I ragazzi scomparsi e l’incubo setta "Attirati con promesse di ricchezza"

L’ipotesi della psicologa Tinelli sugli emiliani Alessandro Venturelli e Stefano Barilli. Forse un terzo caso a Padova

(Foto Annese)

(Foto Annese)

di Gabriele Moroni

Quei cappotti indosso ai due ragazzi fotografati alla stazione Centrale, a Milano (colore grigio scuro, larghi) avevano fatto pensare a una sorta di divisa d’ordinanza. Sembrava una chiave del doppio giallo di una scomparsa. Alessandro Venturelli, 20 anni, è sparito da Sassuolo (Modena) il 5 dicembre 2020. Stefano Barilli, 23 anni, di Piacenza, si è smaterializzato l’8 febbraio. Alle sette di sera del 18 febbraio una telespettatrice che aveva assistito a una puntata di Chi l’ha visto? aveva notato due ragazzi alla Centrale e aveva scattato la foto con il cellulare. Le madri avevano riconosciuto i figli. L’unico dubbio di Natascia Sbriscia era il loden, troppo largo per la taglia del suo Stefano. In effetti i ragazzi della foto non sono Alessandro e Stefano. Resta il fatto che nel mondo della manipolazione mentale le divise hanno una forza, danno un senso di appartenenza. Come spiega Lorita Tinelli, psicologa, presidente del Cesap, il Centro studi sugli abusi psicologici, consulente dell’Associazione familiari delle vittime delle sette. È stata chiamata come consulente, con la grafologa Candida Livatino, dall’avvocato Ilaria Sottotetti, il legale milanese nominato dalla madre di Stefano Barilli.
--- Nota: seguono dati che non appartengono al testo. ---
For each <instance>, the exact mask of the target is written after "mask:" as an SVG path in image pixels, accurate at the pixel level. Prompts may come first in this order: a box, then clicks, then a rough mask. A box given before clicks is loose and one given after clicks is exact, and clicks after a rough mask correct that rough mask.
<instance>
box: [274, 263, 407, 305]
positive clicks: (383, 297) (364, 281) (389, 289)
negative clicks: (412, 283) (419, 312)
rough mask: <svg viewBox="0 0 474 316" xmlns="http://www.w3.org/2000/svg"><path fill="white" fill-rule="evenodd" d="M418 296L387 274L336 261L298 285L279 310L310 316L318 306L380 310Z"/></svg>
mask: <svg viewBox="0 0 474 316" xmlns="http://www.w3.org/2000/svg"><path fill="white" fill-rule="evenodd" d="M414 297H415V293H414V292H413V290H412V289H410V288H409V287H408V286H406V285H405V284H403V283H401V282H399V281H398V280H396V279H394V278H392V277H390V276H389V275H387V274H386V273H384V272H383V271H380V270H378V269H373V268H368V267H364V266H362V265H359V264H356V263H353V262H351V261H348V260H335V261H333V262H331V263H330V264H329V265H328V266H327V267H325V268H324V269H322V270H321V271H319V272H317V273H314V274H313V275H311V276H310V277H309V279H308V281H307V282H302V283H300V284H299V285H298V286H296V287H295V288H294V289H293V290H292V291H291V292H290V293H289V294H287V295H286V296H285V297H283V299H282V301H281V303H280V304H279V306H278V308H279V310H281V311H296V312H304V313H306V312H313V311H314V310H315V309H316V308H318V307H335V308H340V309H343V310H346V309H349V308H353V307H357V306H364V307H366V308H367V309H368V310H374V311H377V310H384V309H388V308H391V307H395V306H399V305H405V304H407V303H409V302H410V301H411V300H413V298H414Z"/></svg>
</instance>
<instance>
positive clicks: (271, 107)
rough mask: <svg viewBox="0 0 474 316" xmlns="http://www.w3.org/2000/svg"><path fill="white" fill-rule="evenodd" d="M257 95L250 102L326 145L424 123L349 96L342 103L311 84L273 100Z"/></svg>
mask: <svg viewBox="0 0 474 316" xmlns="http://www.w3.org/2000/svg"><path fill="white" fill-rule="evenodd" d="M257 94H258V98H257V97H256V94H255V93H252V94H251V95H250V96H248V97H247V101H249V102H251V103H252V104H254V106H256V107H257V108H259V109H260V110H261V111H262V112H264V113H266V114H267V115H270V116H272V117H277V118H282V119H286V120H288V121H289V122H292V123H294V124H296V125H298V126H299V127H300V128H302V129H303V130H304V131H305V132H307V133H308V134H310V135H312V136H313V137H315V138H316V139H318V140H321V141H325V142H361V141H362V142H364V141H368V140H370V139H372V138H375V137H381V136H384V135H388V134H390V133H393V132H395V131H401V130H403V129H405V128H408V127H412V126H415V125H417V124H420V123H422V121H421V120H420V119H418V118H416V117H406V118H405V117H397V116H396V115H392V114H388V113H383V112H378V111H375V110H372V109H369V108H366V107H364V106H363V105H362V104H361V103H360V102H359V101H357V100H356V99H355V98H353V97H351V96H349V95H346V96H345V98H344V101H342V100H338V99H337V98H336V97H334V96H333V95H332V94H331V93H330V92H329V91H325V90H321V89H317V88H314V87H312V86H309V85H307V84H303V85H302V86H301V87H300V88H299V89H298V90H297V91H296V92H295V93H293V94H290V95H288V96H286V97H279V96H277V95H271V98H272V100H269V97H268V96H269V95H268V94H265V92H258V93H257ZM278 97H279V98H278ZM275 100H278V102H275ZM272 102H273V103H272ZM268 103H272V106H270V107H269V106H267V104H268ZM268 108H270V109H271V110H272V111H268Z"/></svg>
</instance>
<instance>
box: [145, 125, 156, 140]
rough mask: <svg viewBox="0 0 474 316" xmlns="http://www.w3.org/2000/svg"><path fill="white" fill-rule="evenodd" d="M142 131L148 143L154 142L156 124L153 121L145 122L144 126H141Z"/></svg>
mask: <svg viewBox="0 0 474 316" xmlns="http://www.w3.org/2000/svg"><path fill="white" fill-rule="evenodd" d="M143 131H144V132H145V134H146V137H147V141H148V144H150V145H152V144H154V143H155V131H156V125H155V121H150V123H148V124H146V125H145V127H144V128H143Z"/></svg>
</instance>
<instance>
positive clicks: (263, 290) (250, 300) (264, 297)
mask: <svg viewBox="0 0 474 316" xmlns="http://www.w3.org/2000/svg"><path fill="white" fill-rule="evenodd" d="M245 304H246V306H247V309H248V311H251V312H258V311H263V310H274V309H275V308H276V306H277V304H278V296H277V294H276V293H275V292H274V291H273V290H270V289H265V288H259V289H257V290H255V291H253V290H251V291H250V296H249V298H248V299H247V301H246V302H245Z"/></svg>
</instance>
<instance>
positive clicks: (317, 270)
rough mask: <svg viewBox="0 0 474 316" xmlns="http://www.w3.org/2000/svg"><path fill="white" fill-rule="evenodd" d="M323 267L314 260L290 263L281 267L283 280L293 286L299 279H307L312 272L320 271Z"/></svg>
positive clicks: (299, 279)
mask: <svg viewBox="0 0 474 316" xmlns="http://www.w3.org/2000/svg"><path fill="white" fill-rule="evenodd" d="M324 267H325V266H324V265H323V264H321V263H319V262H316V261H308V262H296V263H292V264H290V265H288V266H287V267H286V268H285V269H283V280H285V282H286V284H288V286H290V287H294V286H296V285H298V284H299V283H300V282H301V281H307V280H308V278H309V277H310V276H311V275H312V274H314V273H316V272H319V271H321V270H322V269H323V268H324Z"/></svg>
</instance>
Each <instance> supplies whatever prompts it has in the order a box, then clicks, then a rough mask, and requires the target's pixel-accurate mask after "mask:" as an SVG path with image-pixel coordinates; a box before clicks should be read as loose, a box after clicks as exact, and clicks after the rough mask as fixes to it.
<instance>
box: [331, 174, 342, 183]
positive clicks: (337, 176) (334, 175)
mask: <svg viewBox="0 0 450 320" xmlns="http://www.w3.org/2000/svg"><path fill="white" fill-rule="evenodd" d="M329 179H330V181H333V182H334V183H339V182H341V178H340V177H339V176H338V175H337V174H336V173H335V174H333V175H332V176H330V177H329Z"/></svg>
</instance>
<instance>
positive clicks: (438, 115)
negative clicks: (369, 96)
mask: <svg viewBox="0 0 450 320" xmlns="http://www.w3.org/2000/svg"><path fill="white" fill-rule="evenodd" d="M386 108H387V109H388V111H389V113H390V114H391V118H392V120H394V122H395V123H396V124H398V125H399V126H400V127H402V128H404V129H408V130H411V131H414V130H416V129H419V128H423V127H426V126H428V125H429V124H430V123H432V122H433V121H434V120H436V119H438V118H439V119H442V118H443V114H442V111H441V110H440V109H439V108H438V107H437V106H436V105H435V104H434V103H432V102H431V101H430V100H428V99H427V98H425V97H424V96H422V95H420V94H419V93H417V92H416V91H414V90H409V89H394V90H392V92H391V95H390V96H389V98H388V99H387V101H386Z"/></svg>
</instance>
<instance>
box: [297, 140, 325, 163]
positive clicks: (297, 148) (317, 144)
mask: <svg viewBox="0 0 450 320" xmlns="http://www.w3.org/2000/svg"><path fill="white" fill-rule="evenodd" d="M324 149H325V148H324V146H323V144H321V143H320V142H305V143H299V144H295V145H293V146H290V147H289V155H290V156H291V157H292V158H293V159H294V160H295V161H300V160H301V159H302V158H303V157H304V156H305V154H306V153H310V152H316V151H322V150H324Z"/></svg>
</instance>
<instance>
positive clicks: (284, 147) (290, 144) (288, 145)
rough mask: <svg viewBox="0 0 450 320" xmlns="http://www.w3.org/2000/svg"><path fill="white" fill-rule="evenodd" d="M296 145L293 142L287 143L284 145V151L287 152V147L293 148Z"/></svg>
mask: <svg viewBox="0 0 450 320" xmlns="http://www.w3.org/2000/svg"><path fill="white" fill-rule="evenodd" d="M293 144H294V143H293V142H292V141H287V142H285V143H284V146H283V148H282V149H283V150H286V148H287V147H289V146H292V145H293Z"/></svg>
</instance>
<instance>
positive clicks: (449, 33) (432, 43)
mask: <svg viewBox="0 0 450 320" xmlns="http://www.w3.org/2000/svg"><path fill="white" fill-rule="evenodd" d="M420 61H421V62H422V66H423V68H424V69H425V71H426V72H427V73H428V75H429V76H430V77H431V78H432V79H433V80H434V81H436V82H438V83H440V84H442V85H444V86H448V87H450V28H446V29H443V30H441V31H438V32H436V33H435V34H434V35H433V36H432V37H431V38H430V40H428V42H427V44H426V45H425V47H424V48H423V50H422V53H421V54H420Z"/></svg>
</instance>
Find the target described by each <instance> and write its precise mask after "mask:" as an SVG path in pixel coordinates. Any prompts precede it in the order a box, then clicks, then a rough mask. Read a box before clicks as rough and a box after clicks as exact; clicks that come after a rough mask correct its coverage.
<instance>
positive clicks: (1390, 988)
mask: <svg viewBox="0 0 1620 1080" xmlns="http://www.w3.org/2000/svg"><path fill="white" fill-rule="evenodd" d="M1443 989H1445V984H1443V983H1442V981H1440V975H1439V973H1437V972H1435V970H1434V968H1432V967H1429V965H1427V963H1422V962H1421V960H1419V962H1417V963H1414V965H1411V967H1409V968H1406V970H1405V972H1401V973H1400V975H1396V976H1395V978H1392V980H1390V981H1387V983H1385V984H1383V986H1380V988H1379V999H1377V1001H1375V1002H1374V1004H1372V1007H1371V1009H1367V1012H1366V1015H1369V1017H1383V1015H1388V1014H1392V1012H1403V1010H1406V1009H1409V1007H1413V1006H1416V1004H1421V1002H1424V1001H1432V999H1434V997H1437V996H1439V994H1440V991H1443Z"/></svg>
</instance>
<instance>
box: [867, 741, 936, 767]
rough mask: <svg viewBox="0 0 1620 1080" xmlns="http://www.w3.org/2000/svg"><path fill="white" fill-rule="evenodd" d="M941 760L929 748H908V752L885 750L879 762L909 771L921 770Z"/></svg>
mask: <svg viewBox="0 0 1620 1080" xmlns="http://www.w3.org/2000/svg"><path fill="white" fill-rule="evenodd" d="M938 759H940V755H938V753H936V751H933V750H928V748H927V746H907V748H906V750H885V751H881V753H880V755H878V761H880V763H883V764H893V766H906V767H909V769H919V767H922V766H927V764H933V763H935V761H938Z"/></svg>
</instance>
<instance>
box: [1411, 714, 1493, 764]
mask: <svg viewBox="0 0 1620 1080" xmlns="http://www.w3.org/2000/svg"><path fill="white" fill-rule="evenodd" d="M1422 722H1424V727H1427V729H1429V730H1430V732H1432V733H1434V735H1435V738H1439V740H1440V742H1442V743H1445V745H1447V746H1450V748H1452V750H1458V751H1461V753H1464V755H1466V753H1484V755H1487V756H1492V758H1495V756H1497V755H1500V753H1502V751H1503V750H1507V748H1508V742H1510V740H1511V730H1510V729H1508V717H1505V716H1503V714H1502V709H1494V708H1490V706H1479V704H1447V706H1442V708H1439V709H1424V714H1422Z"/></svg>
Dottoressa Tinelli, l’abbigliamento dei ragazzi attratti da una setta può "parlare"?

"Sì, spesso sono vestiti allo stesso modo. È tipico di certi gruppi. Serve per uniformare i loro associati e segnare il distacco dal mondo esterno. Anche Stefano e Alessandro potrebbero avere aderito a un percorso di potenziamento della personalità e delle facoltà intellettuali. I gruppi che li organizzano prospettano prestigiose carriere da manager e grandi arricchimenti".

Cosa fa pensare a un’adesione?

"È una ipotesi probabile. Lo fa pensare la libreria di Stefano: libri che testimoniano della sua ammirazione per gli uomini di successo, libri che trattano dell’accrescimento delle potenzialità umane e di se stesso, oltre a testi su come investire risorse. Sono argomenti tipici dei gruppi cosiddetti piramidali, che reclutano soprattutto fra i giovani. Gli amici di Alessandro riferiscono che ammirava chi aveva avuto successo. L’obbligo per chi entra è quello di diventare un reclutatore".

Dietro le sparizioni ci sarebbe una organizzazione, una sorta di psicosetta?

"È una tendenza attuale quella di gruppi che attraverso slogan promettono cambiamenti radicali facendo credere di poter essere l’artefice della vita, del successo, a patto che si percorrano le strade indicate per il ‘risveglio’. Nel mio database ho trovato altre lettere di ragazzi che si sono allontanati lasciando scritto di voler essere gli artefici della propria esistenza. Erano consapevoli di arrecare un dolore alla famiglia, ma non potevano fare diversamente: troncare con il passato non lasciandosi dietro nulla. Stefano scrive alla mamma: “ti voglio bene ma qui chiudo“. Alessandro non scrive, però abbraccia la madre".

Dove si trovano questi gruppi?

"Sono dappertutto. Stiamo analizzando gruppi presenti in Italia, in Svizzera, in Germania. Non dimentichiamo che Stefano Barilli ha trascorso un periodo a Zurigo e che si è allontanato portando con sé un dizionario di tedesco".